Setting Up a Spark Cluster on Amazon EC2 w/ Monitoring

Overview

After setting this up from scratch quite a few times for school projects, I figured I would write up a complete guide in hopes of helping others get started.

Initial Configuration

Creating Instances

AWS Console > Instances > Launch Instance

Choose AMI - Ubuntu Server 14.04 LTS (HVM), SSD Volume Type (Might have to scroll down a bit to find this).
Choose an Instance Type

t2.micro (1GB RAM) is Free Tier eligible.

t2.small (2GB RAM) is not Free Tier eligible, but does provide a boost in ram that is needed for your main machine (the one that will control the datanodes).

IMPORTANT: Here, we will create all nodes as micro, and then switch one of them to small afterwards. Creating 4 at a time all at the micro level helps to keep the DNS names together.

If you would like an instance type with more resources, a price list is available here: http://www.ec2instances.info/
Configure Instance Details - Number of Instances = 4
Add Storage - 8GB/General Purpose SSD (Default)
Tag Instance - Create a key/value pair 'Name': 'newNode' (We will change this in a minute).
Configure Security Group - 'Select an existing security group'. There should be two options now, choose 'open' ('open to the world') for now.
Review Instance Launch - Launch
You will be asked to choose a pem-key. If this is your first time with Amazon EC2, you probably have no generated one yet. It will generate one for you, and then you can download it to your machine (my key is named ec2_key.pem).

(IMPORTANT: You must download this key pair right now. If you do not download at this moment, you will not be able to access your machines, ever.)

Adjusting Instances

Now in the Instances tab you should see your 4 nodes, all with the name 'newNode'. Change one of them to namenode, and the other three to datanode1, datanode2, and dataenode3. (When you click on a node, the bottom console populates with details about that node.

When spawning multiple nodes, the private ip addresses of my nodes have always been next to eachother (i.e. 60, 61, 62, and 63). It might be convenient if you name the lowest one namenode, and the rest datanode1,2 and 3 by increasing ip).

IMPORTANT: When you get to end of this guide and have a working Spark environment, the Scala shell that runs on the machine you've now designated as NAMENODE will take up a hefty chunk of memory. It is important that you upgrade the namenode to a t2.small machine, so that it has 2GB of RAM minimum.

To do this, first select the namenode in the AWS console. With ONLY the namenode selected, go to Actions > Instante Settings > Change Instance Type. This will bring up a new window, choose t2.small and hit apply.

Now select all 4 of your machines and select Actions > Instance State > Start. You now have 4 working EC2 Instances.

Important

It is important to note that at certain points, the installation instructions will split into four categories: LOCAL, ALLNODES, NAMENODE, and DATANODES. The LOCAL identifier will represent your local machine.

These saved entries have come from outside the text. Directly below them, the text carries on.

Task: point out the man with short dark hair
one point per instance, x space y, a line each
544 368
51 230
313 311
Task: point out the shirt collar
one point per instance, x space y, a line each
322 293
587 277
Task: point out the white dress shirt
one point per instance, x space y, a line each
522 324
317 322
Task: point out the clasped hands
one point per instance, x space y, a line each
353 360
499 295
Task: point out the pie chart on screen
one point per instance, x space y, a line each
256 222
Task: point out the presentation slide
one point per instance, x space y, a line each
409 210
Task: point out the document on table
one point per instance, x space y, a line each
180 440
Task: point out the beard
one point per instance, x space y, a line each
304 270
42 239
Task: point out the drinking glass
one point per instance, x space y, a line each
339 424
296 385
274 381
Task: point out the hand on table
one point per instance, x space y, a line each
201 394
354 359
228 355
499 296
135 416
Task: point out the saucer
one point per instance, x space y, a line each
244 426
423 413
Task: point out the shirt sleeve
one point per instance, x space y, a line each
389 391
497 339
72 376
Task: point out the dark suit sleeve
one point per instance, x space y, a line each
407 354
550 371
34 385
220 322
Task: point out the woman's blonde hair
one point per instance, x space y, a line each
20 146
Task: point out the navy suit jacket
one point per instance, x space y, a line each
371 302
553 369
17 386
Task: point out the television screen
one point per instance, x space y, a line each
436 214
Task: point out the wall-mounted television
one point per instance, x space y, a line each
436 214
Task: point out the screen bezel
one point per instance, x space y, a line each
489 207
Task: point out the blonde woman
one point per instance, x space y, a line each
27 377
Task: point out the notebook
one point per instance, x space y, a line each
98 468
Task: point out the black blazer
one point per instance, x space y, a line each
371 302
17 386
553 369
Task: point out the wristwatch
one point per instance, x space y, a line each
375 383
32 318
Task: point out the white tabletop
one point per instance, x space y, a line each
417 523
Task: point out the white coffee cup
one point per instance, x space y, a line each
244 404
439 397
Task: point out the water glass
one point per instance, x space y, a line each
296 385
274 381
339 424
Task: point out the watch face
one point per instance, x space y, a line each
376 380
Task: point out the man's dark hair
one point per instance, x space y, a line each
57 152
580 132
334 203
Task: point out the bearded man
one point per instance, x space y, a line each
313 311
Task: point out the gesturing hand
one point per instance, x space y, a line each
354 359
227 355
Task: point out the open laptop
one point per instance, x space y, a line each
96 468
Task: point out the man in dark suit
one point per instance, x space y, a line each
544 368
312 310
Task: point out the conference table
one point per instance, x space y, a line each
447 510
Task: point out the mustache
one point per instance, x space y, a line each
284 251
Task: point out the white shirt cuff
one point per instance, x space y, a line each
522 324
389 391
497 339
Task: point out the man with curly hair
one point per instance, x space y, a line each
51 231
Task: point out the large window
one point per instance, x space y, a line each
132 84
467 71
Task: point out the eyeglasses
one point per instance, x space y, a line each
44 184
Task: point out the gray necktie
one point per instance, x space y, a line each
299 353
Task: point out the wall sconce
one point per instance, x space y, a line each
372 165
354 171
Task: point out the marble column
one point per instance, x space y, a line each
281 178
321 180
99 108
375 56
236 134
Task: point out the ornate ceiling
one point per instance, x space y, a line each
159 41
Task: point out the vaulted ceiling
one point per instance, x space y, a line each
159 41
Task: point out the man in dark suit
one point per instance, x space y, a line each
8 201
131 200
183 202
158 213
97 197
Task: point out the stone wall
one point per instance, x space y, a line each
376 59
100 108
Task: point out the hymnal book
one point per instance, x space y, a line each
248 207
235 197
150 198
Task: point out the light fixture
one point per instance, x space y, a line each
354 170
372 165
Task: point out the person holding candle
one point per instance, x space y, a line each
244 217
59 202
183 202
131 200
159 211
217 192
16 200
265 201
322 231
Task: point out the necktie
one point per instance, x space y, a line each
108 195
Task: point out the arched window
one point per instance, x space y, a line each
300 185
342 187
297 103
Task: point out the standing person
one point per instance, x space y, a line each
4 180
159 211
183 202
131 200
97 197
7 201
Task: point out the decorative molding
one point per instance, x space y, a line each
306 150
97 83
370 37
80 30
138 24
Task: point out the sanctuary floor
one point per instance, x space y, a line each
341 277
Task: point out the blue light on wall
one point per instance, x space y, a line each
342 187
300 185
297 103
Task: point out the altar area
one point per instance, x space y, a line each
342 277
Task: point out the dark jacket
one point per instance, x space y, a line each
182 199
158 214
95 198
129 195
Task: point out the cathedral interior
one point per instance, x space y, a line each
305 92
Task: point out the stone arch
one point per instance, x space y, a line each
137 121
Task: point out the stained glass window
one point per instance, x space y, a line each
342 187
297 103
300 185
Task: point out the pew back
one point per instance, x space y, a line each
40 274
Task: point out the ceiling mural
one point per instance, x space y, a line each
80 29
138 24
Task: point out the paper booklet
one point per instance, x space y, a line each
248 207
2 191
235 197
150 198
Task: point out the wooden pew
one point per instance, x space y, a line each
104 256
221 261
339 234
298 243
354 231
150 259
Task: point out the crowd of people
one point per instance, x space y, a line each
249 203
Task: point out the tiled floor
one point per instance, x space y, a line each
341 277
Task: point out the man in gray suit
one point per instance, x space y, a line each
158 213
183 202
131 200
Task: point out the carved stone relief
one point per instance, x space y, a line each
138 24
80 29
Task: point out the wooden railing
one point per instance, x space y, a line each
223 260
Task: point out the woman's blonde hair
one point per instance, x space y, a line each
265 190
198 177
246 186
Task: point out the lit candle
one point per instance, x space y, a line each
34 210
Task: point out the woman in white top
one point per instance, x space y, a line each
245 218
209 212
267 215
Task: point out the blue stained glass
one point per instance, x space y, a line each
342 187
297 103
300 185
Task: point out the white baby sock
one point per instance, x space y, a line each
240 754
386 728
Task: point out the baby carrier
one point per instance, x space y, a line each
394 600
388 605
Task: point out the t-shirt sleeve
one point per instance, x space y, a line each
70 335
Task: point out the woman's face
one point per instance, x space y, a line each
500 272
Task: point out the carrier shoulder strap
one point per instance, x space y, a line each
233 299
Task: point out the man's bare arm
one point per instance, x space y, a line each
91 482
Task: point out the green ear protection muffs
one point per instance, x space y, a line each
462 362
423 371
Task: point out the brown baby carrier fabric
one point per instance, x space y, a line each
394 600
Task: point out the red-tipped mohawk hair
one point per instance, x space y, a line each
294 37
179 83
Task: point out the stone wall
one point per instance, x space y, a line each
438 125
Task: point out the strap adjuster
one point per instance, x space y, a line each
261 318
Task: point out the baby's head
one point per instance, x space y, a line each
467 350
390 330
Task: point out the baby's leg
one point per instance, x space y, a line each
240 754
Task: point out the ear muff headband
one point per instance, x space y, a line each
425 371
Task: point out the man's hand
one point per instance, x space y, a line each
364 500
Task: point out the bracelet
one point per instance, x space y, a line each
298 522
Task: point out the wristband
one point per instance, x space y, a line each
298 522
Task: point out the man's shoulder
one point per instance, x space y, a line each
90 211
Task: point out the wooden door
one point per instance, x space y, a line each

Things like java need to be installed on all nodes, including the namenode, and will be represented using ALLNODES (This does NOT include your local machine). However, certain configuration settings only apply to the namenode (NAMENODE), and other settings only apply to datanodes (DATANODES).

I will differentiate between them by prepending instructions with identifiers like so:

ALLNODES$ # Install Java

In the above command, we would run the given command on all nodes (the namenode, and 3 datanodes in our setup).

SSH

Make note of the 'Public DNS' of your 4 machines. It will be helpful to write the names of all your machines with their corresponding DNS address (i.e. namenode - ec2-xx-xx-xx-xx.us-west-2.compute.amazonaws.com).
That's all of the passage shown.